Summer interns bring fresh perspectives to the table

With a longstanding interest in politics and government, Nova Te Hapua Waretini-Hewson was a smart fit for our 2024 internship programme.

Published: Wednesday, 28 February 2024 | Rāapa, 28 Huitanguru, 2024

Ko Nova Te Hāpua Waretini-Hewison tōku ingoa,
He uri tēnei nō Ngāti Rangi, Te Ātihaunui a Papārangi, me Rongomai Wahine hoki.
I tipu ake au kei Pōneke, heoi, e noho ana au ki Kirikiriroa.

With a longstanding interest in politics and government, Nova Te Hapua Waretini-Hewison was a smart fit for our 2024 internship programme.

Nova, alongside 20 other interns, spent three months during Summer 2023 at Te Puni Kōkiri – bringing fresh perspectives to the table while gaining knowledge and valuable work experience along the way.

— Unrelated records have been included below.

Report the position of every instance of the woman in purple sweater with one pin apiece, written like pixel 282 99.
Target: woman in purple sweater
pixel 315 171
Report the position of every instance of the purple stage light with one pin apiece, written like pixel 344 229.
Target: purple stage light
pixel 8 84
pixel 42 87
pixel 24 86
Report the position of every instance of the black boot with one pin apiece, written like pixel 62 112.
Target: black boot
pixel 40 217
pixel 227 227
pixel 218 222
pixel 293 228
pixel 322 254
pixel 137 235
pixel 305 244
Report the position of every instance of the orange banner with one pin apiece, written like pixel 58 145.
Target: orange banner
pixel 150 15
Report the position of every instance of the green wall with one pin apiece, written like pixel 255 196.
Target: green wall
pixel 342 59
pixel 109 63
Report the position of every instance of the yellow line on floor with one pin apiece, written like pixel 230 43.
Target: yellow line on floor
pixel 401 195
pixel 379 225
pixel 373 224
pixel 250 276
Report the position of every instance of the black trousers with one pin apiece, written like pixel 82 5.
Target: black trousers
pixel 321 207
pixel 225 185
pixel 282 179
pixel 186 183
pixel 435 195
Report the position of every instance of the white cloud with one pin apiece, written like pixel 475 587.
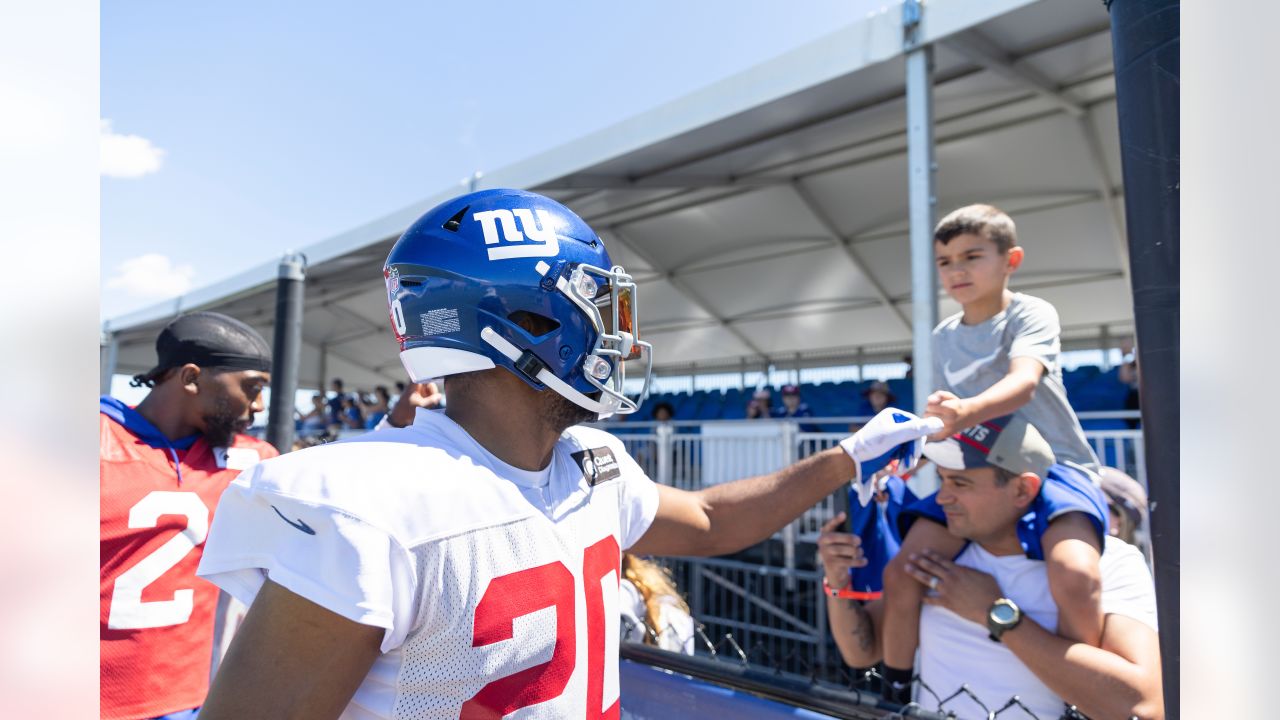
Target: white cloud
pixel 126 155
pixel 151 276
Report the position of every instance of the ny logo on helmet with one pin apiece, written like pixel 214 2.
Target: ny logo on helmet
pixel 536 241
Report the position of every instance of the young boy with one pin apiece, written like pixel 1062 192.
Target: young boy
pixel 997 356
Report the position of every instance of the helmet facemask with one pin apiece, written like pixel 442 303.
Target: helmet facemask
pixel 608 299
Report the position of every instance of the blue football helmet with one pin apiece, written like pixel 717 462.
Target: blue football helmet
pixel 466 272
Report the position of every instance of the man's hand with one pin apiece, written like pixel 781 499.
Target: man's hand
pixel 840 552
pixel 964 591
pixel 417 395
pixel 892 434
pixel 952 410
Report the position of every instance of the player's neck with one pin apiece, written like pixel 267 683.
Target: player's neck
pixel 986 308
pixel 165 414
pixel 1002 543
pixel 504 425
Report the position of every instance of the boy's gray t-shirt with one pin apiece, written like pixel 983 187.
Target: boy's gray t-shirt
pixel 969 359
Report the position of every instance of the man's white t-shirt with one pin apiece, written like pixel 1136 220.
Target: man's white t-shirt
pixel 497 587
pixel 955 651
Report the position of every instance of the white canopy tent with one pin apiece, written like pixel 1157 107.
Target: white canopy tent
pixel 766 217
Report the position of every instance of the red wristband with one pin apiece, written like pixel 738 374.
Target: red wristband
pixel 849 593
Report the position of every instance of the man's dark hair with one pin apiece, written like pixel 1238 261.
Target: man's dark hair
pixel 982 220
pixel 156 376
pixel 210 341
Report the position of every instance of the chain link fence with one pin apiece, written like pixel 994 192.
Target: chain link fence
pixel 860 689
pixel 764 611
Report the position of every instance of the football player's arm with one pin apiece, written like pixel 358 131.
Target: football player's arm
pixel 728 516
pixel 291 659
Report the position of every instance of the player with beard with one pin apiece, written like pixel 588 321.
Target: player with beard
pixel 467 564
pixel 164 465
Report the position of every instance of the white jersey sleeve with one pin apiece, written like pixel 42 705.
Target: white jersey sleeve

This year, Nova will be a fourth-year student at Te Whare Wānanga o Waikato completing a Masters in Māori and Indigenous Studies. Her academic studies, combined with an unwavering commitment to advocating for iwi Māori, led her to Te Puni Kōkiri.

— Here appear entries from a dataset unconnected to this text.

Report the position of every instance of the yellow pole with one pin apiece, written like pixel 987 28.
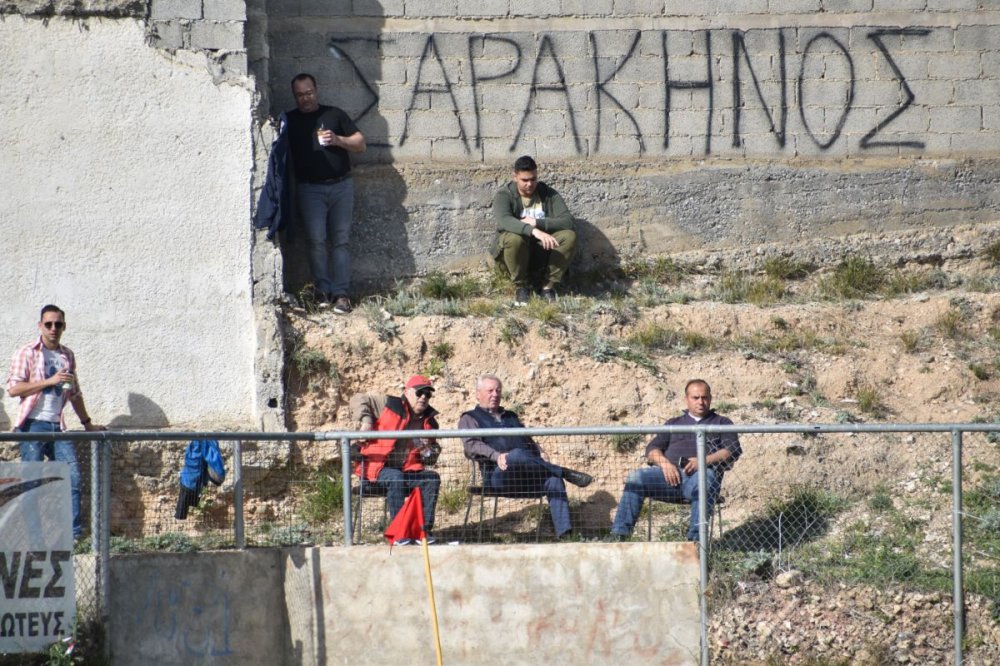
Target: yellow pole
pixel 430 595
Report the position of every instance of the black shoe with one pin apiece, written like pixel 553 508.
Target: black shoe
pixel 342 305
pixel 577 478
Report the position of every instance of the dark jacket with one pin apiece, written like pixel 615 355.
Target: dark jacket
pixel 274 206
pixel 684 444
pixel 507 209
pixel 202 463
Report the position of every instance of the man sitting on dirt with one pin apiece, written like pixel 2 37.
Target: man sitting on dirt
pixel 534 231
pixel 672 475
pixel 515 464
pixel 396 466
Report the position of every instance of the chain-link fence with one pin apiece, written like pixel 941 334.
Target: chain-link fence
pixel 822 537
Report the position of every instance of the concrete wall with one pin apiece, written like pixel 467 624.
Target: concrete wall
pixel 126 201
pixel 669 125
pixel 365 605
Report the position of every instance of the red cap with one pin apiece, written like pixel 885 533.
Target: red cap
pixel 418 382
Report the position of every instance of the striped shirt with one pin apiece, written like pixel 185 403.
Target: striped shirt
pixel 29 366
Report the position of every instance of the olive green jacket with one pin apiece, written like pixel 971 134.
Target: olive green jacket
pixel 507 211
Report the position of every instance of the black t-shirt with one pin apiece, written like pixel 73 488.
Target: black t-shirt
pixel 315 163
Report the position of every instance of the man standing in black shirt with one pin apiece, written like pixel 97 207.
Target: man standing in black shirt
pixel 320 138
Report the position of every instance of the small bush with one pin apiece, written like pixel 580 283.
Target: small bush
pixel 855 277
pixel 870 402
pixel 980 372
pixel 991 253
pixel 950 324
pixel 625 443
pixel 913 341
pixel 309 361
pixel 660 269
pixel 880 500
pixel 512 331
pixel 443 350
pixel 323 499
pixel 786 268
pixel 453 499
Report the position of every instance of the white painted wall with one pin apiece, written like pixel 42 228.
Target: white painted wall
pixel 125 200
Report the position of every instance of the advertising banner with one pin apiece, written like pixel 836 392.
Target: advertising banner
pixel 37 587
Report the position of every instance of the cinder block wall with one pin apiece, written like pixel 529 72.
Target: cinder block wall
pixel 669 125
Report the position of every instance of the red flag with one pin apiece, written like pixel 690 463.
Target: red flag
pixel 409 522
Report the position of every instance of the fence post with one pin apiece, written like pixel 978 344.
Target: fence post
pixel 345 475
pixel 703 546
pixel 238 519
pixel 95 499
pixel 958 593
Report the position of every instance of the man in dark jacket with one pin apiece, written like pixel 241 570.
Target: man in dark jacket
pixel 534 230
pixel 672 475
pixel 515 464
pixel 397 465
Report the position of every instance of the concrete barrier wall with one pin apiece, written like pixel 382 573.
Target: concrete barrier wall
pixel 551 604
pixel 126 201
pixel 668 125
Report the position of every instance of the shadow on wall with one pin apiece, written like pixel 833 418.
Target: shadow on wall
pixel 143 413
pixel 380 249
pixel 596 256
pixel 5 422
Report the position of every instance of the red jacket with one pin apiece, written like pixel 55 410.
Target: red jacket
pixel 395 416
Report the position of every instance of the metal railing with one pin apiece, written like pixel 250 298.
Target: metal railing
pixel 101 458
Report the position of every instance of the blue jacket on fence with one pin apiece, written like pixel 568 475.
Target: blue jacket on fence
pixel 274 207
pixel 202 463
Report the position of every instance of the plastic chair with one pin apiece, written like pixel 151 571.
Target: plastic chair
pixel 361 490
pixel 478 488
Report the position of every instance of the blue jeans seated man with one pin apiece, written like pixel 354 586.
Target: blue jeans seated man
pixel 650 482
pixel 514 463
pixel 396 485
pixel 59 451
pixel 672 474
pixel 530 475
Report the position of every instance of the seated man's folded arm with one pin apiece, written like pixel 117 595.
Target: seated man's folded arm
pixel 557 217
pixel 475 448
pixel 366 407
pixel 505 215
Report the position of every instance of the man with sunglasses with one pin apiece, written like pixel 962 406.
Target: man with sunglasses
pixel 396 466
pixel 43 376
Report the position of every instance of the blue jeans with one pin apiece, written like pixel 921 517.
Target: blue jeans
pixel 529 473
pixel 60 451
pixel 397 484
pixel 650 482
pixel 327 211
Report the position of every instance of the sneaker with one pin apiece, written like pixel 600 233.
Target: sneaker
pixel 342 305
pixel 577 478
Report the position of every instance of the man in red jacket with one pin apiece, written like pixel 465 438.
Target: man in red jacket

“There’s been no better place to learn the foundational aspects of government than at an agency dedicated to uplifting Māori values, people, and tikanga,” Nova said.

Nova’s mahi focussed on supporting initiatives that enhanced the hauora of Māori communities. She worked within our Investments Directorate, supporting the tangata team.

This involved engaging with communities to assess the impact of our mahi, reviewing and drafting memos to the investments committee, and creating case studies and reports of significant projects.

Despite some initial apprehension and feeling like she was “jumping straight into the deep end”, Nova found herself part of a great team.

“I felt really supported by my colleagues who were all eager to support my growth. I always felt that my perspectives and passions were valued.”

When asked what learnings she’ll take away from her experience, Nova said:
“I’ve got a bunch of new tools in my kete that will enable me to promote Māori practices in spaces that don’t inherently seem like a Māori environment. Bringing tikanga and culture into every venture I take on, I’ve now seen it’s possible.

“I have enjoyed meeting like-minded rangatahi who all have a fiery passion for Māori excellence and building on these connections.

“E te iwi o Ngāti Āpōpō! You may have to take a deeper look into how to separate your ‘you’ pōtae and your ‘mahi’ pōtae, but most importantly, you are here to develop your skills for not only employment but yourself, have fun with it! Make friends!”